America the beautiful, and powerful
Empire has become something of a buzz word that divides two factions. There are people who accuse the U.S. of empire building; this group is generally against Bush’s foreign policy. Then there are those who will adamantly testify that the U.S. is not trying to building an empire; they generally are supportive of the president’s foreign policy.
We do not rule directly over other nations. However, America’s ability to influence other nations, a $9.7 trillion GNP, a leader in technology, a cultural icon, and an uncontested military. It would appear that in the dawn of the age of information, the U.S. has already achieved the status of an empire.
The United States emerged from World War II with the most widespread system of military bases the world has known. Post WWII, the U.S. had 1,100 oversea bases. The number of military installations has fluctuated over the last 50 years and settled around 800 in 1988. The Department of Defense reported in the 2001 “Base Structure Report” that there are 60 countries in which the U.S. has FOLs (forward operating location).
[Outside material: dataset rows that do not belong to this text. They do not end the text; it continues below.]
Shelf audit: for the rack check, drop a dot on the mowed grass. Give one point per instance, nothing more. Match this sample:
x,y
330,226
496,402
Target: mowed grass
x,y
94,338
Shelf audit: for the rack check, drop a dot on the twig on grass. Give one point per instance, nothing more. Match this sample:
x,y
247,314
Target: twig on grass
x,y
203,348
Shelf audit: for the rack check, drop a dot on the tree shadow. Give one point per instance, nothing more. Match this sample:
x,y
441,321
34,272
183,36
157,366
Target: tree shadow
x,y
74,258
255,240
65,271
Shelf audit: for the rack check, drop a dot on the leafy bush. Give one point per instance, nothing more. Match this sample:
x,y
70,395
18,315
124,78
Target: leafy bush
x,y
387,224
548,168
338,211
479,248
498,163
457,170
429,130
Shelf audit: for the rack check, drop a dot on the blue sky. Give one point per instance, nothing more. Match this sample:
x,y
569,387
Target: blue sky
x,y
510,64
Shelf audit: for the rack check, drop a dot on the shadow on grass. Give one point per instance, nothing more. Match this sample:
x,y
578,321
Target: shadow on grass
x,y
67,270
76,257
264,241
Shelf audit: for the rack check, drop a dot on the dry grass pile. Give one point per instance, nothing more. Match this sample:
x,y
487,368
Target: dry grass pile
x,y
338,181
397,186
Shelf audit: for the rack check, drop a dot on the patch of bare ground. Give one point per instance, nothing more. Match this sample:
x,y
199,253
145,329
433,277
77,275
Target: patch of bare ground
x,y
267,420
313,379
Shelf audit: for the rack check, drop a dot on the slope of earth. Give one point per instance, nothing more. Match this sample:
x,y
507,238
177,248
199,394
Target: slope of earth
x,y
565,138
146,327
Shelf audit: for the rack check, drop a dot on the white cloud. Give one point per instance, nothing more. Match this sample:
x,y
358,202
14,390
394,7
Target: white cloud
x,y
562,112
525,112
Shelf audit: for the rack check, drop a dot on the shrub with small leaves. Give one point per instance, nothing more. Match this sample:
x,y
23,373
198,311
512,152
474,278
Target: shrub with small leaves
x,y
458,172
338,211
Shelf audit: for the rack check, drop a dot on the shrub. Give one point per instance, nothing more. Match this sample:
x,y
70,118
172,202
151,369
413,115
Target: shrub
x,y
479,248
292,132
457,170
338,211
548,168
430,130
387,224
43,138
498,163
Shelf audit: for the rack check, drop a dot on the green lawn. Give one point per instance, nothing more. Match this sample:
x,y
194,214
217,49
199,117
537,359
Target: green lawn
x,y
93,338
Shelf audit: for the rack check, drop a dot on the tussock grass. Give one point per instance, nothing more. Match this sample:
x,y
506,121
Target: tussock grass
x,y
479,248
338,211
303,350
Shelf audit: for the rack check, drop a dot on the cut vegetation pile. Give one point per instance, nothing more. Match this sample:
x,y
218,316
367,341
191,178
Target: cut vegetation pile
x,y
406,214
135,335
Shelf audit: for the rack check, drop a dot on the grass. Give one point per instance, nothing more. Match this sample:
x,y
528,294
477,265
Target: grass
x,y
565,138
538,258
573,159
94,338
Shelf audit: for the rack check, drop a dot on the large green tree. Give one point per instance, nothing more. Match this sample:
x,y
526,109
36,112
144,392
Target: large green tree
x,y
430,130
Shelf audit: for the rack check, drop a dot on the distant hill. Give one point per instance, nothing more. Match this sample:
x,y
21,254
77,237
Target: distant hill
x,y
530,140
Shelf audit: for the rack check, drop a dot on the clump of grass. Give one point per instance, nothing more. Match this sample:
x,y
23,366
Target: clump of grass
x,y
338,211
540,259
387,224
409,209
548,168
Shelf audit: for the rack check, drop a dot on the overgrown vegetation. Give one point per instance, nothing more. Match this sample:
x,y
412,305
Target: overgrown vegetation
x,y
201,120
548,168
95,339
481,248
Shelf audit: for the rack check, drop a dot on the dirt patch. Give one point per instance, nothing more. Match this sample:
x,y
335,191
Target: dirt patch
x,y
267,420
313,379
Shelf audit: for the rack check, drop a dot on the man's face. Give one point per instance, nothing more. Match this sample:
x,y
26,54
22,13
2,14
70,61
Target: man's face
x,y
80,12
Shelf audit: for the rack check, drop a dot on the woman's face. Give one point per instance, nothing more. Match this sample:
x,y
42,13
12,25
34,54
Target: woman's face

Currently, the U.S. defense budget is in the ballpark of $399 billion. This helps fund the 255,000 peacetime troops that are stationed abroad. This force does not passively sit around. The Defense Department estimated that on any day, prior to 9-11, about 60,000 U.S. troops were involved in temporary operations in some 100 countries. A web of military might so powerful with such a global reach, would have made the likes of Alexander the Great envious.
Despite our military might, the tactics of expanding an empire have become as polite and conscience as the politically correct society it promotes. Rather then the barbaric methods of burning and looting, pillaging and raping, the U.S. has evolved to more gentlemen-like methods of gaining allies and the art of persuasion. Aid packages, military hardware at a good price, trade agreements and other you-scratch-my-back-and-I’ll-scratch-yours methods have contributed to the U.S. reaching the top of the food chain. Through refined methods of persuasion, it is possible to strengthen the empire’s global influence and ultimately their power.
Lessons of past empires have been learned: From the British, we’ve learned that colonization is unpopular, resource intensive and a culturally intrusive means of gaining global leverage. From the Romans, that expanding the physical size of the empire and to maintain such a large state only weakens the central command and is taxing on resources.
The American empire is not interested in acquiring land. Modernday empire building is not concerned with physical size, but in securing national interests and promoting ideologies. For the aspiring empire in the age of information, strategic alliances and savvy business deals are far more beneficial then attempting to push its borders into its neighbors.
In many countries, economic mobility is still limited to sideways, women’s rights are still in the dark ages, and tyrants still rule with an iron fist. As the U.S. power binge rolls on, America attempts to correct some of the injustices. However, as we continue to force our will upon other nations, how will our heavy handed methods be remembered in the future? What will the legacy of the United States be?
Will we be remembered as an empire with a self-serving agenda and a tremendous appetite for things that go bang? Or a country that promoted freedom, contributed major advancements in science and technology, and ultimately made the world a better place?
It is not for me or pundits to decide. History will ultimately cast the vote that will determine the legacy of America.